She glanced toward Jamie again. His face was very white, his eyes very dark, but he said nothing.
“This tells us a lot,” she said, and waited.
“Um. He didn’t waste time and energy smacking her around,” Peabody began. “He wasn’t interested in hurting her that way. He didn’t bother to strip her because he didn’t care. It wasn’t about that kind of humiliation.”
Eve nodded. “It’s more insulting to leave her dressed. It makes the act more base than it already is. Penetration. Dominance. Pain.”
Her heart fluttered, a quick beat of panicked wings. And she looked at Roarke, straight into his eyes, to calm it again.
“The lab has confirmed a glass left on the kitchen counter contained the same drugs found in her system. Also confirmed, the restraints used on her wrists were police issue. Only her blood and tissue have been found on the cuffs. Thus far, Crime Scene has found no trace of the killer on scene. There is no DNA of the killer on or in the vic’s body. He sealed up. Peabody, witness statements.”
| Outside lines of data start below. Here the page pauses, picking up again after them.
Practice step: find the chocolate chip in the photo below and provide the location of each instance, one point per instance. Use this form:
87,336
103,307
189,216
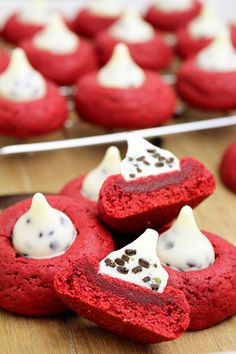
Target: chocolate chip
143,263
154,287
146,279
137,269
122,270
125,257
120,261
130,252
110,263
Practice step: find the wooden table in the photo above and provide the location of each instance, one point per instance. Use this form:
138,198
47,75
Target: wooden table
48,172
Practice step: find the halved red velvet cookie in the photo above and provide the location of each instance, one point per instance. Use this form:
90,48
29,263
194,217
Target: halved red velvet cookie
153,54
195,86
121,307
228,167
153,201
26,284
89,24
36,117
210,292
151,104
171,21
64,69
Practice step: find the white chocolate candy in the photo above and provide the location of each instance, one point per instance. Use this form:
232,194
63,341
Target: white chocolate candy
43,232
184,247
56,37
36,12
132,28
207,24
106,8
20,82
121,71
220,55
110,165
137,263
173,5
145,159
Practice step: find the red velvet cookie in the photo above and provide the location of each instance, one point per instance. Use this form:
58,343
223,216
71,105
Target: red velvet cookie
64,69
151,104
89,24
153,54
171,21
121,307
227,167
26,284
195,87
210,292
153,201
36,117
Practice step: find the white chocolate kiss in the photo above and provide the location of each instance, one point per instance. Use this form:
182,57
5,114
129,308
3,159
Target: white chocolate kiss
20,82
145,159
207,24
173,5
132,28
56,37
43,232
106,8
219,56
121,71
149,273
36,12
110,165
184,247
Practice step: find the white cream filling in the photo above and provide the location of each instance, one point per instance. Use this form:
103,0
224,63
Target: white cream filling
106,8
110,165
121,71
173,5
56,37
207,24
20,82
220,55
145,159
43,232
132,28
184,247
36,12
137,263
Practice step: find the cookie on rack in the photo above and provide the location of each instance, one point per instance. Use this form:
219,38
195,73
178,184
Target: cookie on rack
38,237
97,16
85,189
227,167
29,104
59,54
152,188
169,15
122,95
127,293
147,47
202,265
208,81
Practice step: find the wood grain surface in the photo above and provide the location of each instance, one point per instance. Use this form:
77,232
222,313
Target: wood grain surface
48,172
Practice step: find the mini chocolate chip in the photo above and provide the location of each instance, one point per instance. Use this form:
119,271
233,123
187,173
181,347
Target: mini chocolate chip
137,269
122,270
169,245
154,287
125,257
120,261
146,279
130,252
110,263
143,263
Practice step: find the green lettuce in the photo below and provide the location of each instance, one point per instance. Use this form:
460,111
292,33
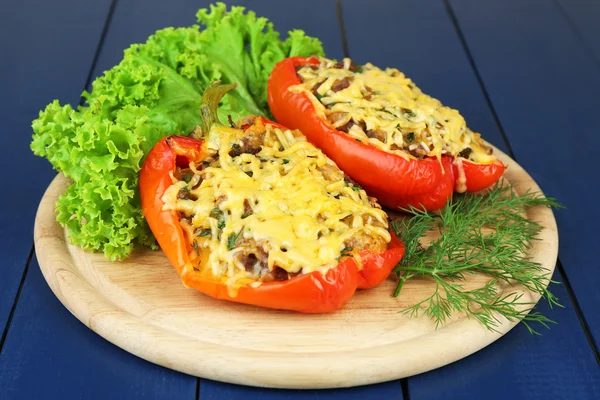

“The lieutenant and I spoke to two of the victim’s known friends, as well as Jamie. I also spoke with two others on the list given us by the vic’s parents. Of these, only Jo Jennings stated any knowledge of a man the victim had been involved with. He is reported to be nineteen years of age, and apparently told the victim he was a student at Columbia, originally from Georgia. They met several weeks ago in the park where Deena routinely jogged, and began dating secretly. All subjects interviewed stated that the victim had a PPC, a pocket ’link, but neither were found on scene or on the premises. We conclude the killer took them as there may be communications between them thereon. None of Deena’s friends or family met or can identify this man, according to their statements.”
“According to Jo’s statement,” Eve continued, “the vic told the UNSUB her father was a cop, an Illegals cop. He then told the vic he’d once been arrested for illegals use, and appears to have used that to convince her to keep their relationship from her friends and family.”
“She’d have gone along.” Jamie glanced at Eve, got her nod. “If he said he was embarrassed or weirded out by that, she’d have gone along so he wouldn’t be uncomfortable. She didn’t like to put anyone on the spot, you know?”
“Added to it,” McNab said, “a secret boyfriend? Pretty juicy for a kid that age.”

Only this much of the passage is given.